The origins of the Traveller population in Ireland are discussed in a study published in Scientific Reports this week. The research suggests that Travellers genetically diverged from the rest of the Irish population between 200-420 years ago. This runs contrary to a popular hypothesis that places their origins during the Great Famine (1845-1852).
The Traveller community within Ireland consists of between 29,000-40,000 individuals, representing 0.6% of the total population.
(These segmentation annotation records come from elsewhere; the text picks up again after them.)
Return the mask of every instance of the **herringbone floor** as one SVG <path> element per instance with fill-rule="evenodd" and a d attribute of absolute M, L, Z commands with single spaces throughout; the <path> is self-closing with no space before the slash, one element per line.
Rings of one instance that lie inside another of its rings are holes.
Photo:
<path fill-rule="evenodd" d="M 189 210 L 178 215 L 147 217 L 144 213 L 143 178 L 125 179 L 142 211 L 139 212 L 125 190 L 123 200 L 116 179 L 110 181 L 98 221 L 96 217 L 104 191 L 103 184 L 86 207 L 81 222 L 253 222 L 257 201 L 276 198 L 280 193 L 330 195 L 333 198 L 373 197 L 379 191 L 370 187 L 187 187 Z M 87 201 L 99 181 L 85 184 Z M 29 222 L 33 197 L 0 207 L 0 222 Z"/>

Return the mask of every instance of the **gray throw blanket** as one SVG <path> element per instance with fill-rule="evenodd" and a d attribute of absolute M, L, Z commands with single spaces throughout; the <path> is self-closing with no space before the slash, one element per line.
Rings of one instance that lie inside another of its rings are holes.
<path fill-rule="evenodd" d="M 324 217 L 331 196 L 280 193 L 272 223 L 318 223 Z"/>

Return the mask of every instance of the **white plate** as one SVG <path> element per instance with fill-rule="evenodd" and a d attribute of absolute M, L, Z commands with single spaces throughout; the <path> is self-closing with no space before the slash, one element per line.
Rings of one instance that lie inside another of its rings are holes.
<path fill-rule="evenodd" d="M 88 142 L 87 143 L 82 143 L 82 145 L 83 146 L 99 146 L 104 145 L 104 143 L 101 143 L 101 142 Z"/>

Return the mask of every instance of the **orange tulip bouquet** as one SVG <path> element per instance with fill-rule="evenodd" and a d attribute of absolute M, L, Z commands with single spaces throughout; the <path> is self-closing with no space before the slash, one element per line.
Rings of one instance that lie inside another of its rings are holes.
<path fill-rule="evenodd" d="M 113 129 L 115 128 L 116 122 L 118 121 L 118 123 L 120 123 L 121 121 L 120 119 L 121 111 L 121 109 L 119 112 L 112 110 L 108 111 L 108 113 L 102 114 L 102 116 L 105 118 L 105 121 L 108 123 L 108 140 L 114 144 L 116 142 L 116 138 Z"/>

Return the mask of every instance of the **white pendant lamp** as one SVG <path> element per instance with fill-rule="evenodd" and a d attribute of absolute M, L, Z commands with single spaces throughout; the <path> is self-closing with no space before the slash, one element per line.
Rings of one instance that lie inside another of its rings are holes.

Owing to a lack of documentary evidence on their history, the origin of Irish Travellers is a source of debate, with no single explanation widely accepted.
By comparing genetic data from 42 Irish Traveller individuals with 143 European Roma, 2232 settled Irish, 2039 British, 5964 European and 931 individuals from the rest of the world, Gianpiero Cavalleri and colleagues investigated the relationship between Travellers and neighbouring populations. The authors found that the Irish Traveller population has an ancestral Irish origin, closely resembling the wider Irish population, with no particular genetic link to the European Roma. The authors suggest that the Irish Travellers diverged from the rest of the population in Ireland at least eight generations ago (assuming each generation to be 30 years).
The authors note that a better understanding of the degree of homozygosity (the number of identical forms of the same genes in the population) and the drift to rarer variants of genes within the Irish Traveller population could have implications for disease mapping within Ireland.